Мои раздумья — ирония судьбы это или подсказка, посланная то ли сверху, то ли снизу, были прерваны зачастившими у крыльца шагами. Кто-то, я подумал, что это мужчина, торопился ступить на крыльцо. Бросив пачку, я кинулся к двери, стараясь не пачкать туфли разлившейся по всей приемной жидкостью. Взявшись за ручку, я бесшумно (слава те, господи!) провернул ключ, торчащий в замке.
И едва я успел отпустить ручку, как она затрепыхалась пойманной рыбой. Кому-то позарез нужно было попасть внутрь. Я стоял у двери не меньше минуты. А он, мужчина, все звонил и звонил в дверь. Не знаю, отчего он был так настойчив. То ли Гейфингер поклялся всеми святыми, что сейчас — я посмотрел на часы, — в половине четвертого, он обязательно будет у себя, то ли мужчина был из тех, кому всегда не слишком рады в гостях и открывают лишь после получаса его настойчивых требований, дабы не беспокоить соседей. Как бы то ни было, я оказался настойчивым более тех, кто ему открывал. Через минуту я опять услышал шаги, но на этот раз удаляющиеся.

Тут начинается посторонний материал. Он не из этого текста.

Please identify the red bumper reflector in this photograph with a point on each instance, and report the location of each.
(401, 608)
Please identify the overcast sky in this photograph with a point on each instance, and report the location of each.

Прильнув к окну, я раздвинул жалюзи и увидел коренастого, крепко сколоченного седовласого мужчину. Весь дерганый из себя, решительный, он уселся в серый «Ауди» и дал газу. Не исключено, что у Гейфингера наготове были снимки его молодой жены в объятиях какого-нибудь красавчика, и теперь заказчику не терпелось на них взглянуть. Еще через минуту в кабинете детектива зазвенел телефон. Я представил, каково будет мое самочувствие, если в мертвой тишине этого помещения я услышу через дверь: «Детективное агентство „ГОЛДФИНГЕР“, слушаю вас!»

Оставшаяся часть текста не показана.